W poniedziałek około godziny 13. mieszkańcy wypatrzyli na śmigielskim cmentarzu mężczyznę okradającego nagrobki. Powiadomiono policję i straż miejską.
- Na cmentarzu policjanci i strażnicy zastali mężczyznę, który na ich widok schował się za jednym z nagrobków. Jak się okazało miał przy sobie torbę, w której schował pięć mosiężnych krzyży. Mężczyzna przyznał się, że skradł je na cmentarzu – informuje asp. szt. Artur Ustasiak z kościańskiej policji.
Złodziejem okazał się 50-letni mieszkaniec gminy Kościan. Okradanie grobów jest w polskim prawie zagrożone karą do ośmiu lat pozbawienia wolności.

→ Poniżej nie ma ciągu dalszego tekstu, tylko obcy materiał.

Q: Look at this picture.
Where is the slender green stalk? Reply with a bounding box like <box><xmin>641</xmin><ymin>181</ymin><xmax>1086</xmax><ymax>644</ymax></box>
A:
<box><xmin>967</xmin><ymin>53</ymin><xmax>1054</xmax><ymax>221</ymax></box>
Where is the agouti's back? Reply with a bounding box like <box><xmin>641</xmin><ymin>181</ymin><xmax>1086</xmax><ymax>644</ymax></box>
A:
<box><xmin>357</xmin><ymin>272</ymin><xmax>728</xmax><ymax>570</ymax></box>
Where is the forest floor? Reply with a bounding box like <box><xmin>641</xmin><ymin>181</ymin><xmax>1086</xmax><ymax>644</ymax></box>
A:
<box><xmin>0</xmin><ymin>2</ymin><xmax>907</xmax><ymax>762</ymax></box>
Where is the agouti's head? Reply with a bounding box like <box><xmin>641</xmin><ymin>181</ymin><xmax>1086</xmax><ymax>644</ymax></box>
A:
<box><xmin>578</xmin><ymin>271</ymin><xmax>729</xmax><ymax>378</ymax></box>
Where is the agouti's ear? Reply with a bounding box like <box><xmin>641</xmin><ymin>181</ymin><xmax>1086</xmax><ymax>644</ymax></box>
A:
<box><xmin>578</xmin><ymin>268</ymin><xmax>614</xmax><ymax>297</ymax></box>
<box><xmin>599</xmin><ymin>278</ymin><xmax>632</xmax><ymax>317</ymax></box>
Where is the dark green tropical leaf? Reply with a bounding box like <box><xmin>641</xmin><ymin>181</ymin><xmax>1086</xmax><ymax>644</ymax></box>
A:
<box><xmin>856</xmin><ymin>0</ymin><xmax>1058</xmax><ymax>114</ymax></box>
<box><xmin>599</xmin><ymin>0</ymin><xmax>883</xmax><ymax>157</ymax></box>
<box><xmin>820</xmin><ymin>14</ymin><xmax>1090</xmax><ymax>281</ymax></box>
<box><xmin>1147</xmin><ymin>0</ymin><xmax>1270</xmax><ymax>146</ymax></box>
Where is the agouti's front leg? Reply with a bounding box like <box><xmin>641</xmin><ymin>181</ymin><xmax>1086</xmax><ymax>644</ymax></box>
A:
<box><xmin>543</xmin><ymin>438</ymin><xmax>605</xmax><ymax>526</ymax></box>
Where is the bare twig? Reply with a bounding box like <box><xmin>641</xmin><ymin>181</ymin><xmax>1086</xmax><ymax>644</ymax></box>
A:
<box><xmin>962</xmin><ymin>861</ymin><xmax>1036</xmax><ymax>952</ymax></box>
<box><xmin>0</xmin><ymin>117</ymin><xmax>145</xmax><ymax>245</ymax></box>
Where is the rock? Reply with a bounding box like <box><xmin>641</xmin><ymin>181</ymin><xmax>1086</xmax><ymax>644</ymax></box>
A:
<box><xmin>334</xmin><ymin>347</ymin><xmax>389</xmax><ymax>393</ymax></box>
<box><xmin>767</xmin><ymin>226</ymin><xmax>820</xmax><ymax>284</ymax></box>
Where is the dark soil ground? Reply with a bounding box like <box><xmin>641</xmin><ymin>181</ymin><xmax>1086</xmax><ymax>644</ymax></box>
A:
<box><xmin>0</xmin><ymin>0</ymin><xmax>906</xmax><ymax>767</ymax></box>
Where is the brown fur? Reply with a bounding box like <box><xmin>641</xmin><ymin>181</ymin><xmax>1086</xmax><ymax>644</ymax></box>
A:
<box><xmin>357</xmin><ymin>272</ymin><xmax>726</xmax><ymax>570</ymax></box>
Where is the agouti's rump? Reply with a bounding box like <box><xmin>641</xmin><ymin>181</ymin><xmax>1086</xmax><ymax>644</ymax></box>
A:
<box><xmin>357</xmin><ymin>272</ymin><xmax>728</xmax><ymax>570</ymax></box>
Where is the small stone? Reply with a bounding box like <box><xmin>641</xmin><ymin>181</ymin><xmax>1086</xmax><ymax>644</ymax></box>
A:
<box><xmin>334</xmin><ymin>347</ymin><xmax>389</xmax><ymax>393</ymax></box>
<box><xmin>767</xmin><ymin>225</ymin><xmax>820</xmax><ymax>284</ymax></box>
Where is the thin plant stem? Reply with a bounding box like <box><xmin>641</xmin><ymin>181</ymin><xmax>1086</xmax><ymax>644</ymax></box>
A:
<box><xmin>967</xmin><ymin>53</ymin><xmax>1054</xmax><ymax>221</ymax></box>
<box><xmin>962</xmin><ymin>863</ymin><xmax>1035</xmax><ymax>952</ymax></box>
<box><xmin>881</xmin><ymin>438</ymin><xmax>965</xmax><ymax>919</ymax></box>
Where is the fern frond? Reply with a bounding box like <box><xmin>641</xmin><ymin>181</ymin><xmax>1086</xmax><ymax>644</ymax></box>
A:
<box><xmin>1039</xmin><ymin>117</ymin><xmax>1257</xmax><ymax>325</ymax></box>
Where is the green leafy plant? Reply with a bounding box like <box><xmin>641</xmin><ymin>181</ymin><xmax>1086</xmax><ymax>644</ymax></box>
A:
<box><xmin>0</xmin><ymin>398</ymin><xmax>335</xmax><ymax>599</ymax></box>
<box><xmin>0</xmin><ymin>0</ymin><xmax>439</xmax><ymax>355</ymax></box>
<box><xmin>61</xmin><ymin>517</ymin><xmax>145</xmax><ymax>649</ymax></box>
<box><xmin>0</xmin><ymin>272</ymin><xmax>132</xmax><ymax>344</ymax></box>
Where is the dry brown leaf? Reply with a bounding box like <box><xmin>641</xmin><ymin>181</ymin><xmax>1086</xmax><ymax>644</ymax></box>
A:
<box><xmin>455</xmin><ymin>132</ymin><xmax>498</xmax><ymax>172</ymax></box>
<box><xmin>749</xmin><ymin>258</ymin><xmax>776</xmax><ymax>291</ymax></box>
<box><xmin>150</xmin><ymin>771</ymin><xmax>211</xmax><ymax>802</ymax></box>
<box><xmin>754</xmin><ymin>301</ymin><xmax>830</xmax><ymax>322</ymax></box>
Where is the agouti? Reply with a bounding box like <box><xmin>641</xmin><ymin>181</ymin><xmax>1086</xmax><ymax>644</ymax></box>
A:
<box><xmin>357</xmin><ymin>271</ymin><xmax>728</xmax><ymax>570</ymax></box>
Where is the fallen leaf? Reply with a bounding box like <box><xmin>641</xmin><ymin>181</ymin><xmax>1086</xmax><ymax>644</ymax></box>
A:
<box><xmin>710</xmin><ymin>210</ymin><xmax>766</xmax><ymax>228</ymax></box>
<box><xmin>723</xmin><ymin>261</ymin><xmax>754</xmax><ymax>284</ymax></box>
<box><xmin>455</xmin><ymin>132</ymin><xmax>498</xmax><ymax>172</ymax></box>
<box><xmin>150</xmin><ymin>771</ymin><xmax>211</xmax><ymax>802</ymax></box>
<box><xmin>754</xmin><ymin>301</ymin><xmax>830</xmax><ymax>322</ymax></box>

- Dotychczas cmentarni złodzieje dokuczali szczególnie przed Dniem Wszystkich Świętych. Odbieramy jednak coraz więcej sygnałów świadczących, że proceder ten stał się powszechny niezależnie od kalendarza. Złodziejska aktywność nosi coraz częściej znamiona „złomowego szabrownictwa” – mówił dwa tygodnie temu ma naszych łamach komisarz Mateusz Marszewski. - Coraz częściej łupem złodziei padają fragmenty pomników wykonane z metalowych elementów: napisy, zamontowane i wkomponowane w pomniki wazony, figurki, instalacje. Te ostatnie, są wyrywane, wyłamywane lub wręcz odrąbywane z pomników. Cmentarne hieny wcale nie czekają z kradzieżami do zapadnięcia zmroku. Z informacji, które do nas napływają wynika, że mogą być aktywne także przed południem.
Policja prosi o natychmiastowe informowanie o podejrzanych osobach kręcących się po cmentarzu. Informacje te można przekazać także anonimowo pod bezpłatny numer alarmowy policji 997. To właśnie dzięki reakcji mieszkańców policja zatrzymała złodzieja w Śmiglu.